Motorcycle Roadcraft

Author: Ian Kerr Posted: 03 Sep 2013

Motorcycle Roadcraft

Last week saw the official launch of the new editions of Motorcycle Roadcraft: The Police Rider’s Handbook (and its car version) at the National Motorcycle Conference in Leicestershire. The well-attended launch had over 150 representatives from the police, fire, ambulance and leading motoring organisations present.

The new version of this book is the latest in a long line of the handbook, which were originally for police use only, but of late have become the ‘bible’ of anybody involved in advanced rider/driver training. Both versions are seen as an authoritative source of guidance on becoming a better rider, or driver.

The new highly anticipated versions have been published through The Stationary Office (TSO) by the Police Foundation have been developed in consultation with the police and other emergency services, along with advanced riding instructors. Incorporating current evidence-based practice, it is still recognised as the leading manual in police rider training, hence the interest at the launch.

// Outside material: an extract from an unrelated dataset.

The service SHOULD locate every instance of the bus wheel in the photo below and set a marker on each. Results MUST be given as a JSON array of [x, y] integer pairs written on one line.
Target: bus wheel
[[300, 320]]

Fully revised and updated it includes substantial new content with chapters on slow speed maneuvering and emergency response riding and updated information on techniques for cornering safely amongst a host of other changes, as well as incorporating eco riding tips to help save money.

Motorcycle Roadcraft

Included at the end of each chapter are self-assessment questions, to help the reader check their understanding and learning pace as well as riding levels,

Although it is well illustrated with full colour diagrams and written in modern easy to understand language, the bedrock principles and techniques of better riding from the very first version in the1950s have been maintained throughout. It just shows that it was basically sound from the outset even though machines and traffic conditions have improved/changed beyond the imagination of those who originally authored the manual.

Speaking at the launch, from behind the very latest Yamaha FJR police bike John Graham, Director of the Police Foundation, said: “These books are recognised as providing the very best in driver and rider training and are a must-read for anyone who wants to improve their driving or riding. Prepared through extensive consultation with experts and endorsed by the emergency services and leading driving organisations, they will make a significant contribution to improved road safety and help readers become safer and more skilful drivers and riders.”

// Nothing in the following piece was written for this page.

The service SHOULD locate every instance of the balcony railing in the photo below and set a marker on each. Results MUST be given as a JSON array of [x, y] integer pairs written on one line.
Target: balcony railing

The launch came at the end of the one day National Motorcycle Conference which was organised by the Association of Industry Road Safety Officers (AIRSO).

Although entry to the conference was not restricted, it was primarily aimed at all those who contribute towards making roads and riding safer for motorcyclists and as a result it had a diverse audience, as well as speakers covering a wide range of subjects.

The conference explored initiatives and interventions which are known to cut road casualties within the riding population, in the hope that they can be replicated across the country.

As you might expect with more and more complex systems appearing on everyday machines, the role of technology was also on the agenda as well as sessions on the theory behind rider behaviour from academics.

Now in its second year it is intended to run the conference annually, likewise both versions of Roadcraft will also be subject to an annual review as new information and techniques come to light.